Australia has promised ongoing funding to help developing countries protect nature as the environment minister heads to crucial biodiversity talks in Canada.
But exactly what that will look like hasn't been spelled out.
Tanya Plibersek is attending COP15 in Montreal - a UN gathering attempting to thrash out a new deal to halt and reverse devastating declines in nature by 2030.
Independent Senator David Pocock has gone with her, saying Australia must show strong leadership in negotiations, and not let ambition falter in the closing stretch of the two-week conference.
Money is one of the big sticking points. During a session on mobilising finance for protecting nature earlier this week, delegates from countries in Asia, Latin America and Africa walked out over the reluctance of wealthy nations to discuss stumping up new cash.
In Montreal on Thursday, a group of donor nations including Australia restated their intention to provide ongoing financial help to developing nations protect the biodiversity they still have, for the benefit of the world.
Through a joint statement, nations including Australia, Canada, France, Germany, the UK, US and the EU together committed billions of dollars to support the protection and restoration of the natural world.
Donors committed to substantially increase their investments by 2025, but were also clear that funding must be mobilised from other sources too.

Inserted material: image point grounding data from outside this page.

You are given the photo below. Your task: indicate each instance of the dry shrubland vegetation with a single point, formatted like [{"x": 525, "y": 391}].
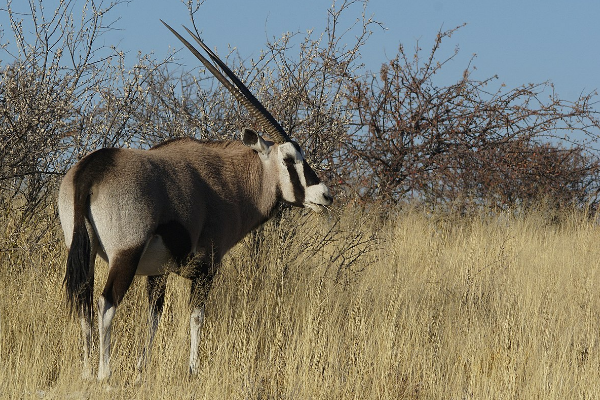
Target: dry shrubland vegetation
[
  {"x": 415, "y": 306},
  {"x": 472, "y": 290}
]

Some donors offered specific commitments such as France which will double its international finance for biodiversity to reach 1 billion euros per year by 2025.
But Australia's commitment was relatively vague, with the statement saying:
"Australia plans to increase its international public finance for nature through to 2030 to support developing countries implement an ambitious GBF (global biodiversity framework).
"This builds on the commitment to double its development assistance funding to $2 billion over 2020-2025 for climate including environment and biodiversity projects."
Donor nations broadly promised to "continue increasing international biodiversity finance and align relevant international development flows, commensurate with ambition" of the framework.
"We also recognise that international development finance alone will never be sufficient to bridge the biodiversity finance gap.
"Mobilising domestic and international finance from all sources remains essential to deliver on the GBF. However, international development finance is critical to unlock further domestic public finance, as well as private and philanthropic finance."
WWF International called the statement "a good signal of the much-needed political will in Montreal, to ensure financial resources are delivered to the places that need it the most".
"This political will must now be translated into concrete agreements and convergence in the negotiation room over the next couple of days, to rescue a desperately needed deal for nature to save our life support systems," WWF's head of global advocacy Claire Blanchard said.